Secundo, la pression exercée sur le marché financier local pour collecter des ressources a significativement contribué à la hausse des taux. Cela a rendu le lancement de nouveaux investissements mission quasi impossible pour la majeure partie des entreprises, concentrées plutôt sur l’exploitation qui coute cher. Maintenant avec l’impossibilité de financer son besoin en fonds de roulement par le système des chèques antidatés, bonjour les dégâts. Si cela passait dorénavant par les banques, les marges vont s’effriter et la profitabilité serait affectée. Les banques accepteront-elles d’accorder des prêts à des sociétés moins profitables; alors qu’elles ont la possibilité de miser sur la « vache à lait » de la gestion d’actifs?
Tertio, l’Etat n’a plus de marge de manoeuvre pour investir. Il a un rôle social crucial.
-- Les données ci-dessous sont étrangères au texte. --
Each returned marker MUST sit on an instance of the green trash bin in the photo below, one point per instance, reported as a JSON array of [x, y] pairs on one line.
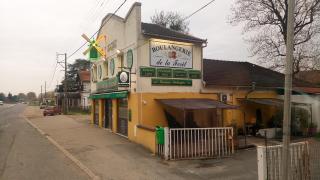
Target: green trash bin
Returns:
[[160, 135]]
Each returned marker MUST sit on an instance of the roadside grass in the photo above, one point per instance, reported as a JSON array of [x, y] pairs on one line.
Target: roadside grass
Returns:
[[78, 112]]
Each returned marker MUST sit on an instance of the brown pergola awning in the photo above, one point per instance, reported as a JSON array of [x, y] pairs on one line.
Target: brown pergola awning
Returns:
[[193, 104], [271, 101]]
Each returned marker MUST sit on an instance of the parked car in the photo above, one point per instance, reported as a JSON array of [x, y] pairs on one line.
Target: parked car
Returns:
[[51, 111], [43, 105]]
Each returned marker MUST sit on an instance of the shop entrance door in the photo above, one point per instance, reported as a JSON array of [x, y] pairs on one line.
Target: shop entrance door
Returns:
[[96, 112], [108, 114], [123, 116]]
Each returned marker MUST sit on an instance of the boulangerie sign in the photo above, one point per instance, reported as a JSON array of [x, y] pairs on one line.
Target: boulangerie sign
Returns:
[[170, 55]]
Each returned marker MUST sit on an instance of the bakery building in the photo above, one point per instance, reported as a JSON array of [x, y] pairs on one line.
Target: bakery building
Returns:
[[151, 76]]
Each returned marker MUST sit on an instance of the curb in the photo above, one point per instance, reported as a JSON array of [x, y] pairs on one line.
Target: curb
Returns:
[[64, 151]]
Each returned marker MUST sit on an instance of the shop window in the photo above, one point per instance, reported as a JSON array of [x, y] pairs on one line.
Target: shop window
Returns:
[[123, 116], [129, 59], [105, 69], [100, 72], [112, 67]]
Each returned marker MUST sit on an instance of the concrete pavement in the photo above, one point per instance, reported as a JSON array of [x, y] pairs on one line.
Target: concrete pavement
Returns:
[[113, 157], [26, 154]]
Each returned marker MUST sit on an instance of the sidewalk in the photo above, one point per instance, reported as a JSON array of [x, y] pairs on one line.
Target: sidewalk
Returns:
[[113, 157]]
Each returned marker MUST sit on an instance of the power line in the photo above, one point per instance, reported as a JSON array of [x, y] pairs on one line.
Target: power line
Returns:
[[198, 10], [105, 22]]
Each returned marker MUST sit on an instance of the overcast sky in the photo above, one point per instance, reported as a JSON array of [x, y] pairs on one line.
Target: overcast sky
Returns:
[[31, 32]]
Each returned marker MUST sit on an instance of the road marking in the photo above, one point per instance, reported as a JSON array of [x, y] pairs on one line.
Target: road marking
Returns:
[[64, 151]]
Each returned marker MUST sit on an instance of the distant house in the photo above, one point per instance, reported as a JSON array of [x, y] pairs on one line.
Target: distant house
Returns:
[[83, 79], [257, 90], [312, 76]]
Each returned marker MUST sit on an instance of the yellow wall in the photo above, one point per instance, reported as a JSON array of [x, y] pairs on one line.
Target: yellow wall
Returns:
[[101, 112], [114, 115]]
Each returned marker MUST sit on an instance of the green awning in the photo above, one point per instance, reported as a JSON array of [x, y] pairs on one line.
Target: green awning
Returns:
[[111, 95]]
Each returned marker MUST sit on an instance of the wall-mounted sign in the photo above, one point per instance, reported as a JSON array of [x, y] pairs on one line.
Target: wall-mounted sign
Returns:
[[171, 82], [108, 85], [112, 66], [111, 46], [180, 73], [194, 74], [94, 49], [100, 71], [170, 55], [164, 72], [147, 72], [129, 59], [123, 79]]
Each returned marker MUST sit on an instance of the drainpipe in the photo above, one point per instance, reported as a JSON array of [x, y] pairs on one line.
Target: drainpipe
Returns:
[[253, 87], [205, 44]]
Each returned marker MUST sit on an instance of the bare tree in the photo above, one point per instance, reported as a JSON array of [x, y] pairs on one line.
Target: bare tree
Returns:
[[266, 23], [171, 20]]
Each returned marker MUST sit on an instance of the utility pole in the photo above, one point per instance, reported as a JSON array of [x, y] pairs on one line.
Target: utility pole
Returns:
[[65, 103], [65, 83], [45, 91], [41, 95], [287, 92]]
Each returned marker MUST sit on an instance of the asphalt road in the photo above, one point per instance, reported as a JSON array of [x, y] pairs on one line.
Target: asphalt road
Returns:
[[25, 154]]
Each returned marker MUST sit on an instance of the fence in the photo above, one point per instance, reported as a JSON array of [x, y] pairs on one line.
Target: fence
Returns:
[[269, 161], [195, 143]]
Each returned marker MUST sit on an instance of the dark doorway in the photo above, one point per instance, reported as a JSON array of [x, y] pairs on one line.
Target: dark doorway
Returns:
[[258, 118], [108, 114], [123, 116], [96, 112]]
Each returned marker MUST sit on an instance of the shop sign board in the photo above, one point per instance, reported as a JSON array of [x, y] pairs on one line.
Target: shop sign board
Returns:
[[164, 72], [123, 79], [108, 85], [180, 73], [194, 74], [147, 71], [171, 82], [173, 55]]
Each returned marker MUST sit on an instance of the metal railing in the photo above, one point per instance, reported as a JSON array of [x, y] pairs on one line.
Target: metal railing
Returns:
[[270, 157], [195, 143]]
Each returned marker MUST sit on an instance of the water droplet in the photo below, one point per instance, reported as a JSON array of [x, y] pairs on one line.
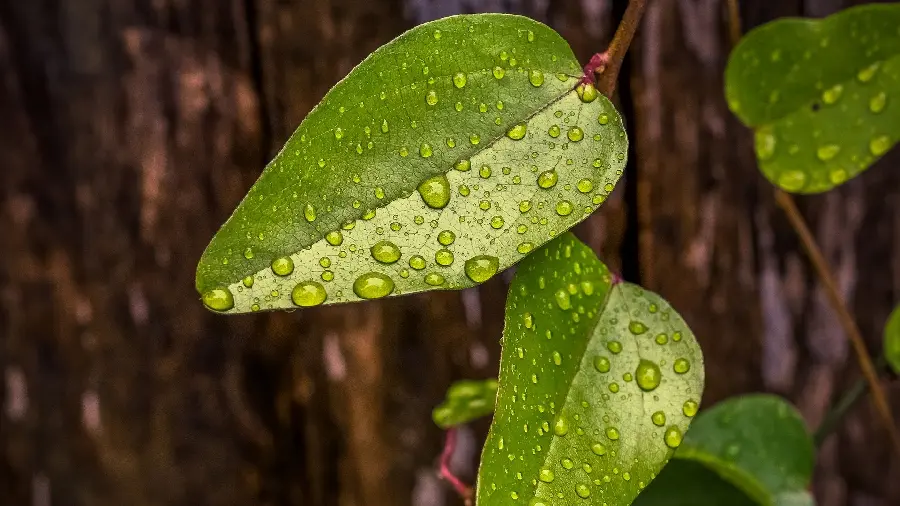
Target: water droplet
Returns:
[[586, 92], [792, 180], [444, 257], [681, 365], [435, 191], [373, 285], [434, 279], [582, 490], [689, 408], [283, 266], [673, 436], [517, 132], [877, 103], [827, 152], [561, 427], [833, 94], [880, 145], [564, 208], [385, 252], [602, 364], [648, 375], [308, 294], [218, 299], [764, 142], [865, 75], [481, 268], [547, 179], [459, 80], [575, 134], [334, 238]]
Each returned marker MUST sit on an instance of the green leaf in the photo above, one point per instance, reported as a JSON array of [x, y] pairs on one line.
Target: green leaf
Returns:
[[444, 157], [822, 95], [687, 483], [467, 400], [597, 382], [759, 443], [892, 340]]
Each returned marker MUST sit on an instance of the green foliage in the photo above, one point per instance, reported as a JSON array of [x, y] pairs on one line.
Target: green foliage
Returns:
[[822, 95], [466, 400], [598, 383], [892, 340], [446, 156], [759, 443]]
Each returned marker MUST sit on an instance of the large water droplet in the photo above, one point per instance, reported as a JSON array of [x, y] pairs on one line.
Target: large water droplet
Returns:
[[308, 294], [218, 299], [435, 191], [283, 266], [373, 285], [648, 375], [481, 268], [517, 132], [385, 252]]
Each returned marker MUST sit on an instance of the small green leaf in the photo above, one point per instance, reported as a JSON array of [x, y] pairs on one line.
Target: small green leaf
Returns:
[[892, 340], [444, 157], [687, 483], [822, 95], [467, 400], [759, 443], [598, 383]]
D’un autre coté, les rémunérations des fonctionnaires sont considérées comme faisant partie de ce rôle car le fonctionnement des institutions de l’Etat n’a pas besoin d’autant d’effectif. En 2024, l’intérêt payé sur les dettes antérieures s’est élevé à 6 284,2 MTND (3 701,3 en 2021); contre des dépenses d’investissement de 6 031,8 MTND (4 506,2 MTND en 2021). La part de la dette interne était de 4 096,2 MTND (2 165,8 MTND en 2021). Nous sommes donc face à une situation qui intrigue.
Certes, il faut payer un prix pour sortir de l’ornière. C’est la règle universelle et la Tunisie ne peut pas en être l’exception. Ce qui compte maintenant, c’est de résister encore jusqu’à 2026 et mettre, dès maintenant, les jalons de la reprise. C’est ce qui importe le plus.